Council officials were able to approve the licence rather than it going before a committee.
BBC Scotland has learned a notice detailing the application was posted in the window of offices rented by Uber.
It was the only public notification of the application.
Aberdeen Central SNP MSP Kevin Stewart said it had not given anyone a realistic opportunity to object.
The delegated powers that were used for the licence can only be used if there are no objections following a period of consultation.
The application was sent to the normal statutory consultees which in this case was only Police Scotland, and no objection was raised.
Uber was required to place a statutory notice of display.
The firm has rented a registered office on Berry Street in Aberdeen.

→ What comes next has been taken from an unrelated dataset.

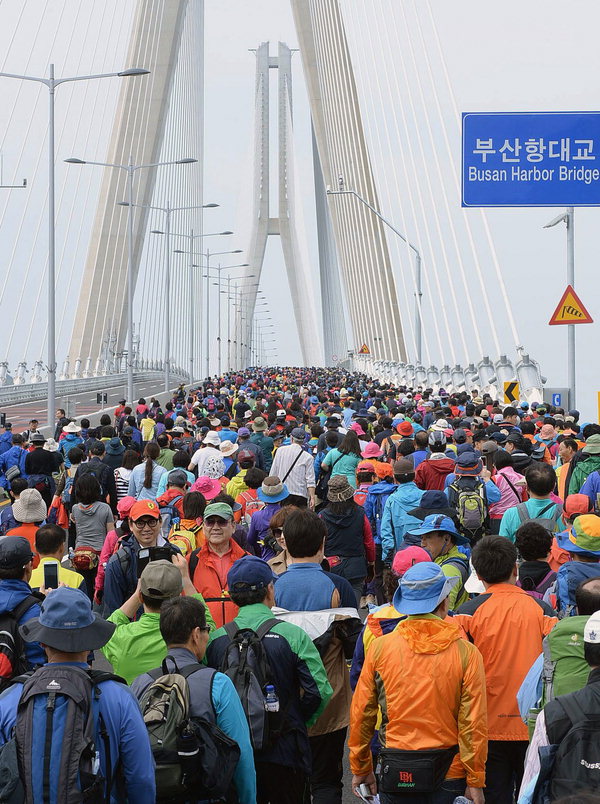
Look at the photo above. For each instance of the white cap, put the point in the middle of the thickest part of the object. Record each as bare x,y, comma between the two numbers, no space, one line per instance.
591,631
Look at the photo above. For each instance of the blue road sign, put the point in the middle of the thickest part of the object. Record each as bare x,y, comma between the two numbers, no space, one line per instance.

Although the period of consultation has ended, the notice is still displayed at the bottom of a window at the main entrance.
‘No consultation whatsoever’
Nothing was posted on Uber or Aberdeen City Council’s websites and no notice was placed in the local press.

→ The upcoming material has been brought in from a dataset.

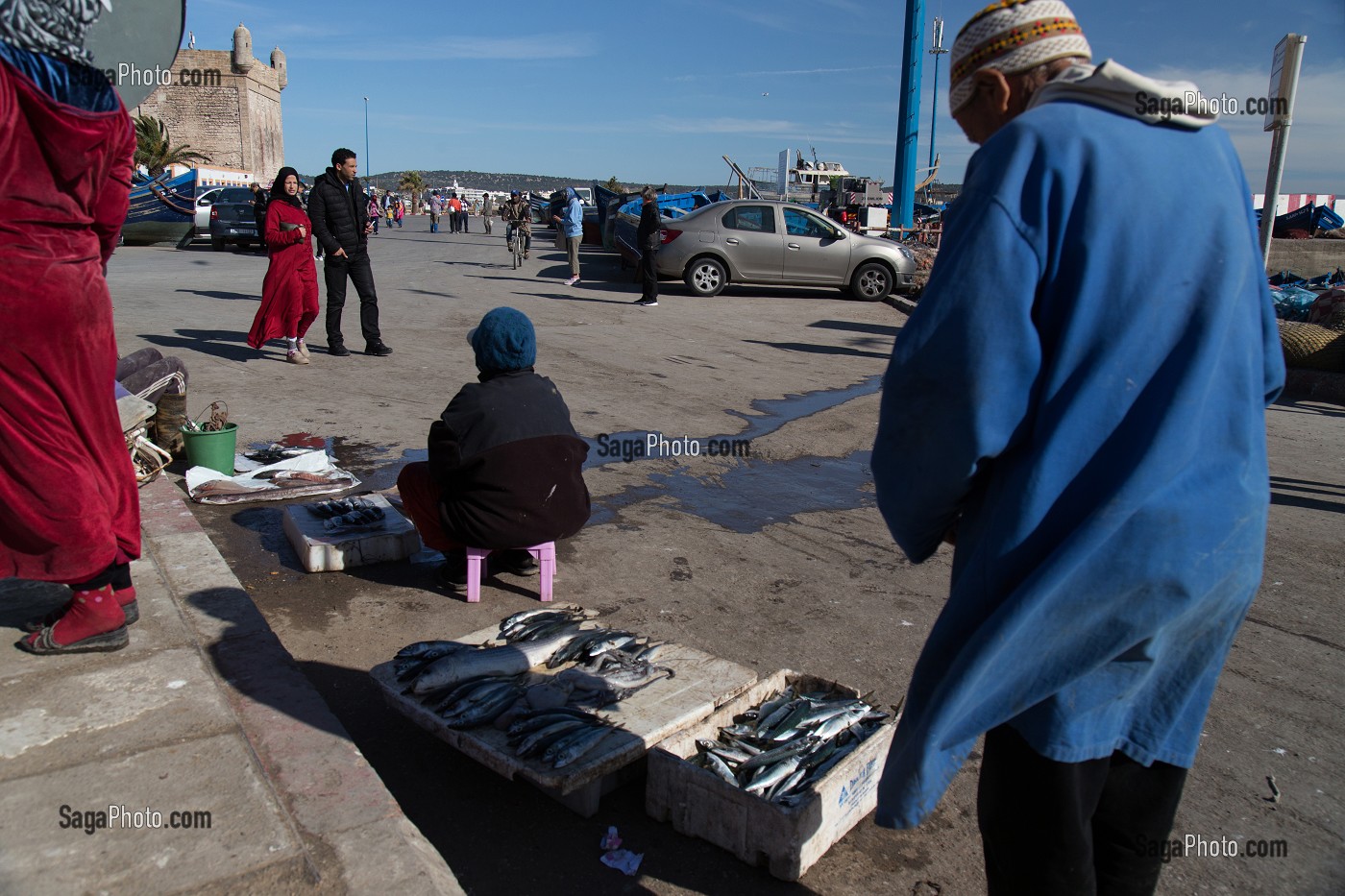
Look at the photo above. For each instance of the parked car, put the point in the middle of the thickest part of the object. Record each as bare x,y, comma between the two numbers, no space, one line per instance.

MSP Kevin Stewart told BBC Scotland: “I think that the consultation itself has been farcical.
“I have had a lot of correspondence already from taxi drivers and constituents about the fact that there has been no consultation whatsoever.
“The fact the the council only talked to the statutory consultee, which in this case is Police Scotland, and no-one else is quite outrageous.
“It’s ridiculous that officers of the council have taken the decision to allow Uber to operate using delegated powers.”
He has written to council chief executive Angela Scott to express concerns.
An Aberdeen City Council spokesperson said: “Police Scotland is the statutory consultee for an application for a booking office. No other persons are directly consulted with for such applications.
“The applicant is, however, required to display a notice at the proposed booking office for 21 days which must be viewable by the public. The applicant complied with this requirement.
“As there were no objections, the matter was not referred to the Licensing Committee. This is usual practice.”
Last week Uber confirmed that a licence had been granted but said there was not currently a launch date set for the service.
Uber is a cashless service where users book taxis through a smartphone app.
An Uber spokesman said the firm would benefit drivers, customers and improve competition in the city.
He said: “We’re really pleased about being granted a licence in Aberdeen.
“Passengers tell us they love being able to book a reliable ride at the touch of a button.
“Furthermore, tens of thousands of licensed private hire drivers across the country have partnered with us because with Uber they can choose if, when and where they drive.”
The controversial taxi firm was deemed unfit to operate by Transport for London and is appealing against a decision to remove its licence with similar action being taken in York.
It also currently operates in Glasgow and Edinburgh.